Teaching is hard

Even though it’s been many years, I can still remember my first days in school after I started education as a little kid. I truly admired and looked up to teachers who, to me, were the living embodiment of knowledge. I think I was really lucky because I was taught by people who truly had the calling and for a brief moment I even wanted to become a professor myself. However, as the years passed on, I developed a feeling that I would not make a good person to share what I know with others. My patience was low and I found it tremendously difficult to discuss things that were obvious to me but a novelty to others. Becoming a teacher turned into a nightmare job for me and I quickly realized this is something I want to stay away from as far as possible.

And yet, 25 years later, I started giving lectures about game programming at a university and it’s WAY worse than I imagined it all those years ago.

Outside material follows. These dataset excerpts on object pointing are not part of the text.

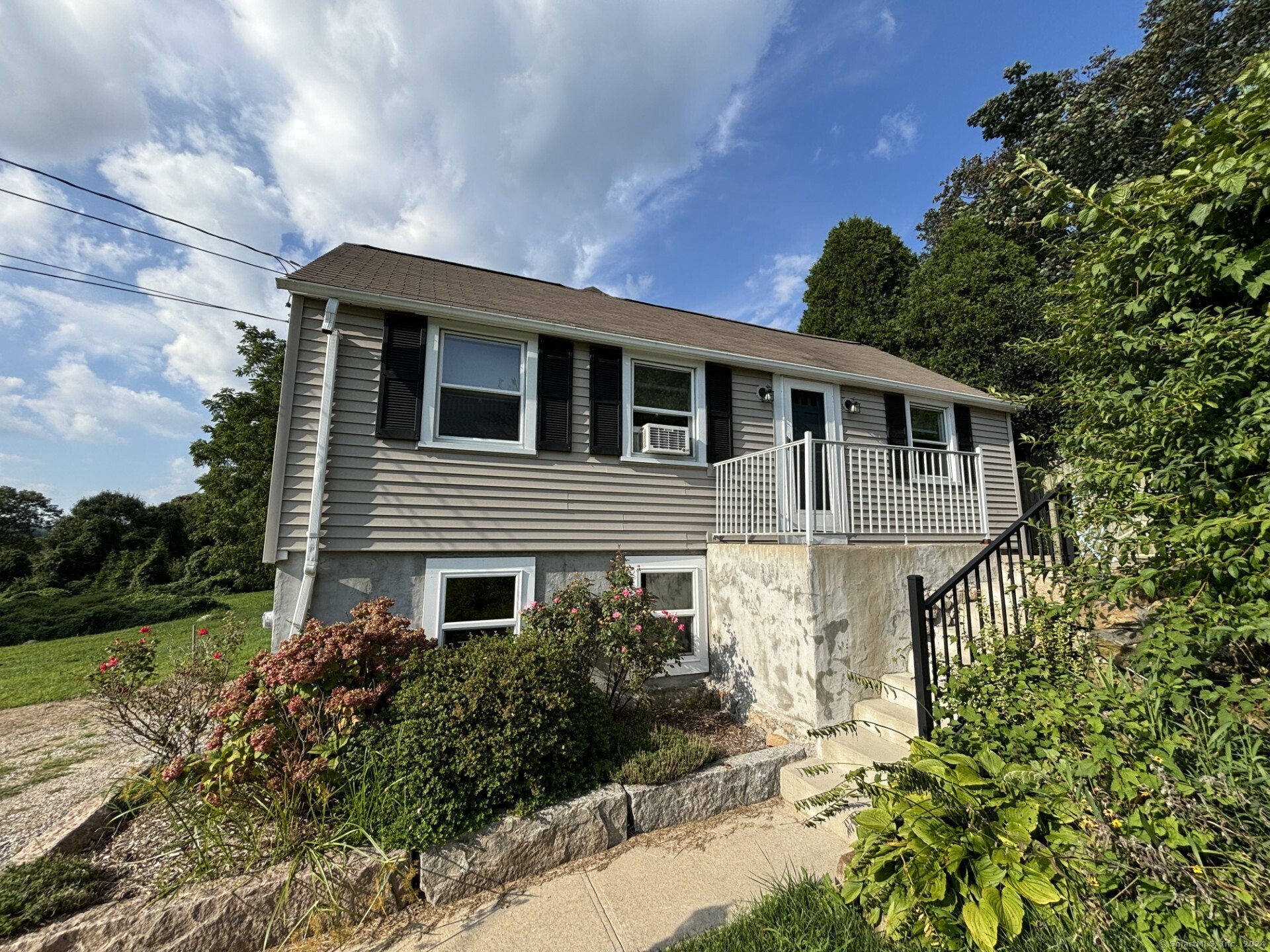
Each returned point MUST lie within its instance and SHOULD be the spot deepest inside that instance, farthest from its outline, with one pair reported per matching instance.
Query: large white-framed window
(465, 598)
(930, 427)
(679, 583)
(480, 389)
(665, 394)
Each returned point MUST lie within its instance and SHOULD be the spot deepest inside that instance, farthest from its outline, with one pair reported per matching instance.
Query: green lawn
(54, 670)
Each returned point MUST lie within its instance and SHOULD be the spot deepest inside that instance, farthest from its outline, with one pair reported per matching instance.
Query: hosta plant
(962, 852)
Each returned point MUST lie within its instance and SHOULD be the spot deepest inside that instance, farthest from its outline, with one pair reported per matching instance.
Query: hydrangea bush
(620, 631)
(286, 721)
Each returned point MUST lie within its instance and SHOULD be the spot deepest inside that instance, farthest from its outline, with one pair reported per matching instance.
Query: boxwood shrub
(492, 725)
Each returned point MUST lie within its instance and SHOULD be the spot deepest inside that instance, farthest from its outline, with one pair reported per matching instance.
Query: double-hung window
(679, 586)
(482, 390)
(465, 598)
(666, 409)
(929, 429)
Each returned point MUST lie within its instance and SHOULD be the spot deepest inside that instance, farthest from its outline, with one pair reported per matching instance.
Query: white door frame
(783, 422)
(783, 429)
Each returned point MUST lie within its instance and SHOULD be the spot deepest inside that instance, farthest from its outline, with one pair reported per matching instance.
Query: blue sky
(686, 153)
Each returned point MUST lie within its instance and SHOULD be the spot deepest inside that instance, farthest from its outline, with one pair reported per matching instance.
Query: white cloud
(79, 405)
(74, 78)
(886, 24)
(777, 292)
(898, 135)
(179, 479)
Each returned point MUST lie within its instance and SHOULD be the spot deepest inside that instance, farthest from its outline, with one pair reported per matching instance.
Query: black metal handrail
(973, 598)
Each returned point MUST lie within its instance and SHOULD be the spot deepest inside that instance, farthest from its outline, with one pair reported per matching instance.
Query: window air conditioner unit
(665, 441)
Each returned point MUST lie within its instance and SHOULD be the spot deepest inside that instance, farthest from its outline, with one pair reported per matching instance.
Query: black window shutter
(897, 419)
(606, 400)
(402, 376)
(964, 434)
(556, 393)
(718, 413)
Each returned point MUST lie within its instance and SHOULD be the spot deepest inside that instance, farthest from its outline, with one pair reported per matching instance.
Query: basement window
(466, 598)
(679, 586)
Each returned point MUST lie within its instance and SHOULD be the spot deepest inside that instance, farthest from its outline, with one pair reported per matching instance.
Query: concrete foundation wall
(790, 623)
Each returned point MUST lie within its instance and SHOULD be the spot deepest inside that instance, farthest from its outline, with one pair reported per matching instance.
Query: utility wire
(164, 218)
(158, 295)
(148, 234)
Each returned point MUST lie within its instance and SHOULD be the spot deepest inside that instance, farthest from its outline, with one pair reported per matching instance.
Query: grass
(54, 670)
(802, 914)
(34, 892)
(663, 754)
(799, 914)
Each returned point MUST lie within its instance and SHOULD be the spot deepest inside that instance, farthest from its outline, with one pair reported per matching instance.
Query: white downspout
(319, 481)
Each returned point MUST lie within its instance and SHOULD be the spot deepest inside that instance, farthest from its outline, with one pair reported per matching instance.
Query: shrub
(287, 720)
(494, 724)
(34, 892)
(665, 754)
(169, 717)
(620, 631)
(962, 852)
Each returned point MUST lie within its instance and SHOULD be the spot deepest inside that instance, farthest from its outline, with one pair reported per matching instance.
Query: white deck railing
(859, 491)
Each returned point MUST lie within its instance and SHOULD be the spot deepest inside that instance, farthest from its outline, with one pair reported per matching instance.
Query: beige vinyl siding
(991, 432)
(393, 495)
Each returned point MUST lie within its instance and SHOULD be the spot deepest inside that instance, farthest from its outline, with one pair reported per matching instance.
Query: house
(464, 441)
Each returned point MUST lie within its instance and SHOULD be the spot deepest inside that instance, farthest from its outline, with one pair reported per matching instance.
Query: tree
(854, 288)
(1164, 348)
(968, 306)
(24, 514)
(239, 459)
(1107, 122)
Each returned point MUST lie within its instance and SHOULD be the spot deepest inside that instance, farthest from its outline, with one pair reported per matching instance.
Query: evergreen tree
(854, 290)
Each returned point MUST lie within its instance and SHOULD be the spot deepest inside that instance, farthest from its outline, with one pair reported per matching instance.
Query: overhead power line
(138, 290)
(146, 211)
(140, 231)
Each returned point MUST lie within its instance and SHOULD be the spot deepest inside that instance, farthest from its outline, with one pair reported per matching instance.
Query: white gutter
(392, 302)
(319, 481)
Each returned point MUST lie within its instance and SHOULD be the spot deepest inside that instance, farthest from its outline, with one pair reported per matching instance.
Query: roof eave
(396, 302)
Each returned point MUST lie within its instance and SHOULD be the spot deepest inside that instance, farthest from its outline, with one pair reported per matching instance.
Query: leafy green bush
(620, 631)
(1017, 696)
(962, 852)
(34, 892)
(46, 615)
(491, 725)
(665, 754)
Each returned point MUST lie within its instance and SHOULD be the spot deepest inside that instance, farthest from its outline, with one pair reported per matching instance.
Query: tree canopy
(238, 454)
(853, 291)
(1107, 122)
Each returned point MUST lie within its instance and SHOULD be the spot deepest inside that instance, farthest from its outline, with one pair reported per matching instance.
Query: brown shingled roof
(427, 280)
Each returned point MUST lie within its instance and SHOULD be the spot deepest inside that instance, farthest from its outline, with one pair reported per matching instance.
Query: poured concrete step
(796, 786)
(890, 715)
(864, 748)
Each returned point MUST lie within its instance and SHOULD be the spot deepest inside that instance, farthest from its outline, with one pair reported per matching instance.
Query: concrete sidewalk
(647, 894)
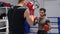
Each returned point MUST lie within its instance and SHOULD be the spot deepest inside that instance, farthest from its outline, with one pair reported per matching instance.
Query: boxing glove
(30, 5)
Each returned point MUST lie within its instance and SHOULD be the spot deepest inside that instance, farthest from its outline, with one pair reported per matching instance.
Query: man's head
(22, 1)
(42, 12)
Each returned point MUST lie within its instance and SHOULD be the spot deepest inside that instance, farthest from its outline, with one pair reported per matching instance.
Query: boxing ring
(54, 22)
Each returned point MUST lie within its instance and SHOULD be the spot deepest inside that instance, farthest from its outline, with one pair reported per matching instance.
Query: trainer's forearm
(30, 20)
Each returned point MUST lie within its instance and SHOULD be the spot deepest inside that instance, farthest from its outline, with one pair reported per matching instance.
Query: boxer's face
(42, 13)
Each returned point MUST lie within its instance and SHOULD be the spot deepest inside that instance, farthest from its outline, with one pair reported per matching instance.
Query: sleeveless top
(16, 19)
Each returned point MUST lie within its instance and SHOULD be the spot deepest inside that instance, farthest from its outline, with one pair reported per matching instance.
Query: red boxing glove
(35, 18)
(30, 5)
(46, 27)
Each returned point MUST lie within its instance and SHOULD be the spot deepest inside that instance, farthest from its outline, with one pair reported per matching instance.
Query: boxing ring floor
(54, 23)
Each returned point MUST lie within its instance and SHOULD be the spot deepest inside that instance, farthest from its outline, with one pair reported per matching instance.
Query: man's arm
(48, 22)
(29, 18)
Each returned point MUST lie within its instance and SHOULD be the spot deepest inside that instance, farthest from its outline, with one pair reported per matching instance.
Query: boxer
(43, 22)
(17, 16)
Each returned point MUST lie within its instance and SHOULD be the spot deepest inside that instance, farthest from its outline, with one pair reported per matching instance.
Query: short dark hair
(43, 9)
(20, 1)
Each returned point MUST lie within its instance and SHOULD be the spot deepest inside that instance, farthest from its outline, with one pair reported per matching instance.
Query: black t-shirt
(16, 19)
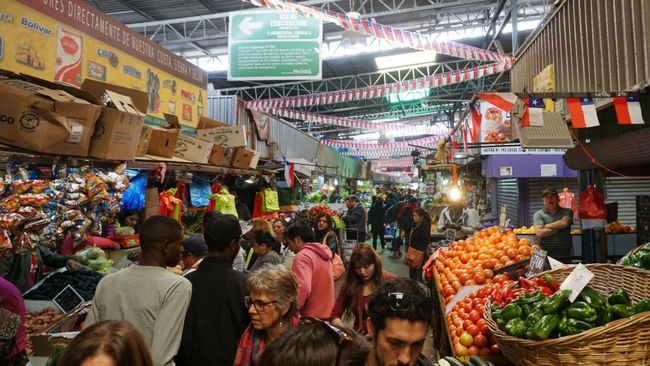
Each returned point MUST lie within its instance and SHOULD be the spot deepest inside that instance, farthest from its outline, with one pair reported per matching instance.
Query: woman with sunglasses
(317, 343)
(363, 276)
(324, 232)
(273, 306)
(420, 237)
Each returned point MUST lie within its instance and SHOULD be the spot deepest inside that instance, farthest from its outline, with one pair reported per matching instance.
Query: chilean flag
(582, 112)
(628, 111)
(289, 172)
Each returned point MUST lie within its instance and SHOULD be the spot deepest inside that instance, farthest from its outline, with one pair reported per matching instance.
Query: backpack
(406, 222)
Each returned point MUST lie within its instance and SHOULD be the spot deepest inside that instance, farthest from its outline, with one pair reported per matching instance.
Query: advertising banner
(68, 41)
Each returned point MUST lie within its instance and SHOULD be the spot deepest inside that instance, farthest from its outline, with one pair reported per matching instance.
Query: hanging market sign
(397, 36)
(380, 91)
(274, 45)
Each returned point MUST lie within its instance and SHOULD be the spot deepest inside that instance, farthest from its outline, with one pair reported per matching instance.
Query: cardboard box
(163, 140)
(220, 133)
(117, 131)
(245, 158)
(44, 116)
(145, 140)
(193, 149)
(218, 156)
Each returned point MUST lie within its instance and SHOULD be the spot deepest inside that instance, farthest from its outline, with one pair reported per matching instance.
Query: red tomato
(480, 340)
(474, 330)
(474, 316)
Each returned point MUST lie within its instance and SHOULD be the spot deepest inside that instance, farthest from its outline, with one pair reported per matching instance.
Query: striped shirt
(559, 244)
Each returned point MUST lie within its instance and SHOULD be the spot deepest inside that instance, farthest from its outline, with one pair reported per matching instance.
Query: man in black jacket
(355, 218)
(216, 317)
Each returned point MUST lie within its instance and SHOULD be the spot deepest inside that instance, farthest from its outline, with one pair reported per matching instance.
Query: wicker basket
(621, 342)
(632, 252)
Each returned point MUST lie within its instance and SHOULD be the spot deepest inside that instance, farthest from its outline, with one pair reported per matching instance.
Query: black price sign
(68, 299)
(537, 262)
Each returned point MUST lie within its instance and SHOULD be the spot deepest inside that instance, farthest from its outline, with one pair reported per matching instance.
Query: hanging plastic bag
(225, 203)
(134, 196)
(568, 200)
(592, 204)
(200, 191)
(270, 202)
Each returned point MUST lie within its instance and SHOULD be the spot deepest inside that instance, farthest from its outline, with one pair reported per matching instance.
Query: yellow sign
(67, 41)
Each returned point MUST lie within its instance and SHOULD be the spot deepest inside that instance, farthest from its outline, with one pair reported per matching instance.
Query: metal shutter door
(537, 186)
(624, 191)
(508, 193)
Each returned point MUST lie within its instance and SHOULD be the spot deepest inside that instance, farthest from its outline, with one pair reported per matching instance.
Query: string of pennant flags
(379, 91)
(397, 36)
(432, 140)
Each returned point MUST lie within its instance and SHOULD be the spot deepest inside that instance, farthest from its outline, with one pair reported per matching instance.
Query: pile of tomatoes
(468, 329)
(472, 261)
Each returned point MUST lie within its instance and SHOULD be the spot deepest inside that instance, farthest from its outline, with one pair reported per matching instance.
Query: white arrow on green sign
(274, 45)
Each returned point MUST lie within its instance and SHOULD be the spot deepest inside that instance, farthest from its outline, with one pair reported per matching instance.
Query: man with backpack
(405, 222)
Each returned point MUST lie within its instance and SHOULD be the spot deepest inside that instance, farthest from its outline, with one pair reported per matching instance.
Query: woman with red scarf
(273, 306)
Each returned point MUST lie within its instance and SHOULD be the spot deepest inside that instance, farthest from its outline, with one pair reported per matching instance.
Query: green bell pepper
(546, 326)
(533, 317)
(557, 302)
(593, 298)
(605, 315)
(623, 311)
(500, 323)
(516, 328)
(643, 305)
(511, 311)
(619, 296)
(531, 298)
(582, 311)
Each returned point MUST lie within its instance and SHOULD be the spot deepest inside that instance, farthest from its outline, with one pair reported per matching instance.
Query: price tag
(577, 280)
(537, 262)
(450, 234)
(503, 217)
(68, 299)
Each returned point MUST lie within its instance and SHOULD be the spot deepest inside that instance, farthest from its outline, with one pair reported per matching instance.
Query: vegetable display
(640, 259)
(473, 260)
(556, 316)
(84, 282)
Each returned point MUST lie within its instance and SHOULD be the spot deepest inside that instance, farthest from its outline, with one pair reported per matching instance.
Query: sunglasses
(338, 335)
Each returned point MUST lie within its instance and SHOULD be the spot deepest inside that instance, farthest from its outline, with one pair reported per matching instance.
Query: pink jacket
(313, 270)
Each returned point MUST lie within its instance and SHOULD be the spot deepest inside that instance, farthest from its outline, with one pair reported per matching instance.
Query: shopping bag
(200, 192)
(568, 200)
(270, 202)
(225, 203)
(592, 204)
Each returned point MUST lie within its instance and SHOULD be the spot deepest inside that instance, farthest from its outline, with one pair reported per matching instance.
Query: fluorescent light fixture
(405, 59)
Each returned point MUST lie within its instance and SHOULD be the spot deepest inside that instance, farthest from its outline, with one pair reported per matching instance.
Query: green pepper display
(605, 315)
(582, 311)
(643, 305)
(516, 328)
(533, 317)
(619, 296)
(593, 298)
(623, 311)
(545, 326)
(557, 302)
(511, 311)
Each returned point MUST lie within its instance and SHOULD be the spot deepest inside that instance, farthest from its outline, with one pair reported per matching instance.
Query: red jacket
(313, 270)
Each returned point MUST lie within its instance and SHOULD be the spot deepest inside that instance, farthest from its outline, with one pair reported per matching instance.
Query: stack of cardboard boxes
(107, 122)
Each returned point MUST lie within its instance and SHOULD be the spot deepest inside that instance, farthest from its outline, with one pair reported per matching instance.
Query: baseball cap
(549, 191)
(195, 245)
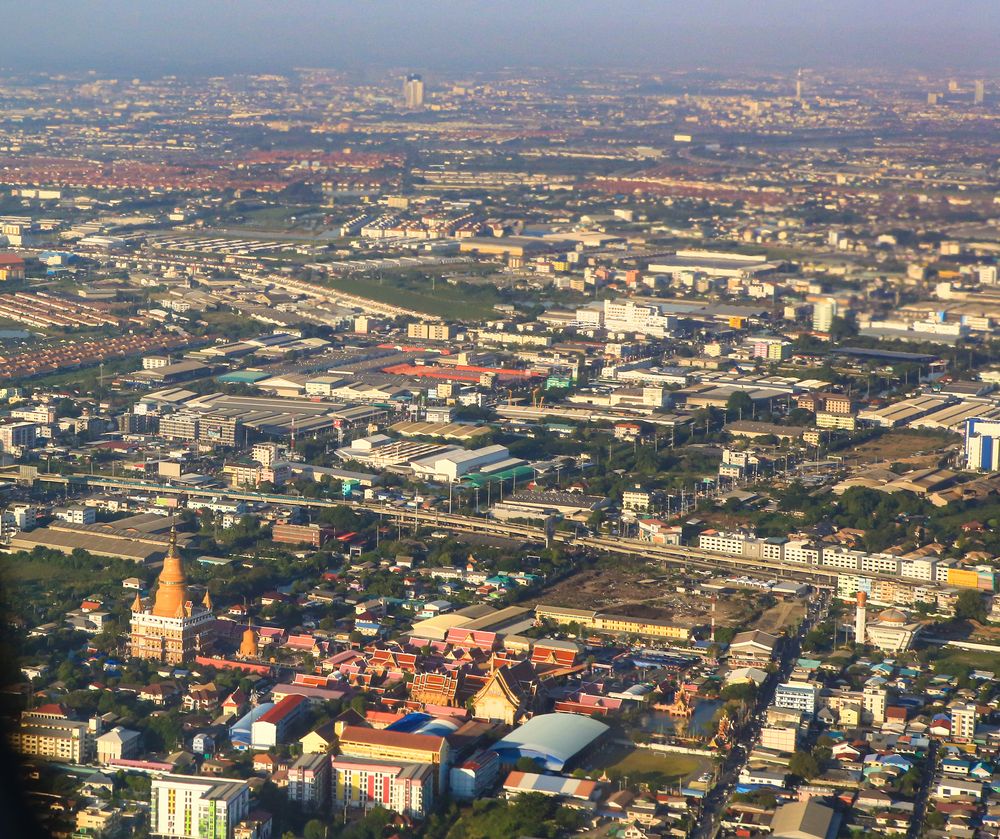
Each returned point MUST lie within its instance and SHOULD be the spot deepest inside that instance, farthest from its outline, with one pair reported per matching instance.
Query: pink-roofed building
(273, 727)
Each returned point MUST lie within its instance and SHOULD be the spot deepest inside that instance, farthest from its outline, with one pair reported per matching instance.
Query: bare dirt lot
(636, 592)
(785, 613)
(901, 448)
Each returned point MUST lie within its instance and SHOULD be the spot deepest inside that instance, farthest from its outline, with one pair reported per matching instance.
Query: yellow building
(174, 629)
(600, 622)
(509, 694)
(963, 578)
(640, 626)
(850, 715)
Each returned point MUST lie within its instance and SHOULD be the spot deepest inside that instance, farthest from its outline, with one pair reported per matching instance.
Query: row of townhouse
(803, 552)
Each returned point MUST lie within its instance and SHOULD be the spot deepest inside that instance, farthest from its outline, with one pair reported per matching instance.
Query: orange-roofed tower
(248, 646)
(171, 592)
(174, 629)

You don’t realize how difficult some things are unless you try them. Out of sudden, you move from the position of a student taking notes to being this single person standing on the scene, talking to others and hoping nobody out there will publicly shame you for the 10 mistakes you made when talking about X 15 minutes earlier. For a newbie teacher it’s a load of stress, especially if you want to impress the audience with your knowledge and, more importantly, keep their attention span at maximum. Being a person who rather listens than talks, I found speaking challenging, or rather: being able to speak in an interesting way. I quickly realized that it’s relatively easy to dictate a math book over the span of 1,5 hour but how do I do it so that the students actually learn something and don’t fall asleep? Conveying a story about “this one time when I solved this neat problem Y using quaternions” and smuggling knowledge right along with it is something I consider craft in itself. As such, it takes me several days to prepare a lecture and roughly 20 PowerPoint slides to help me out. It’s incredibly intense and mind draining. The day before my lectures I sometimes question whether I’m really a person fit for the job and having all those mixed feelings about what I’m about to do doesn’t help me at all. The feeling of doubt persists right until the very next day. Even 5 minutes just before the lecture starts, I still have doubts.

And then something magical happens. I walk through the door, get smiles from the entire room of students and some of them even ask questions about previous lectures. I feel someone caught up with what I wanted to share with them. Somebody cares and listens, somebody wants *ME* to tell them what *I* know. The motivation boost begins and along with it, my lecture. I talk. I show slides. I share stories that I have with relation to what I want to teach them, hoping this will help the people remember and correlate things with each other. Suddenly, they start asking questions – now I’m confident that someone is really listening to me. And let me tell ya – the questions they sometimes ask can get mind boggling! One aspect of talking about things that are common knowledge to us is that we soon forget what it’s like *NOT* knowing about it. When learning a new skill or an algorithm, we still have the “fresh look” and it’s more intuitive to question things or dig deeper to get the underlying meaning. Once we start applying the knowledge, it’s easy to forget the questioning part and a lot of things start being taken for granted – until you have to re-explain it to someone who wants to understand everything. This is what you’ll be getting with students – lots of uncomfortable questions, sometimes even about the aspects of a particular problem you may have never even thought about! Bottom line: if you want to know how much you don’t know about X – give a lecture about it to people who have no idea what X is!

As I’m still trying to figure out what the best balance is for a fun lecture is, there’s also the matter of maintaining a proper student/teacher relationship. Having lived and studied in 2 different countries, I find this to be a thing heavily dependant on a particular culture. Where’s the fine line between being a strict teacher and a friend? Should I be more formal or can I let the students call me by my first name? How do I make sure I’m not “too friendly”, so that the students don’t get too cocky with me and start caring less about education? I live in a country, where relationships like these are usually very formal, so my students were a bit surprised and intimidated with casual talks during breaks. On one side I found this to be a good sign – it tells me that they do have respect for me as a teacher. On the other hand, having no “bond” between a student and a teacher makes the former more shy and reluctant to ask questions. A sad state of affair in our formal education is that 99% of the time, the students don’t truly realize the teachers are there *PRECISELY* so that they can talk to them and deepen their knowledge. Being less formal and a bit more casual seems to do the trick in my case and I can see positive attitude changes with every passing week. Students want to talk to me, ask me about things and learn from me. It’s heartwarming but at the same time makes me a bit sad about the fact that I seem to be an exception in a generally unfriendly world of Polish education.

Yes, teaching is hard and can get stressful. Having only a few months of experience doing it, I still don’t think I’d ever want to be a full-time lecturer. However, despite the downsides and occasionaly losing my voice after talking non-stop, I would still decide to go for it had I the chance to turn back time. Even though it drains me physically and sometimes gets more difficult that my everyday programming job, it gives me a unique chance to help others with their future careers and possibly change their lives for better. This is my biggest reward.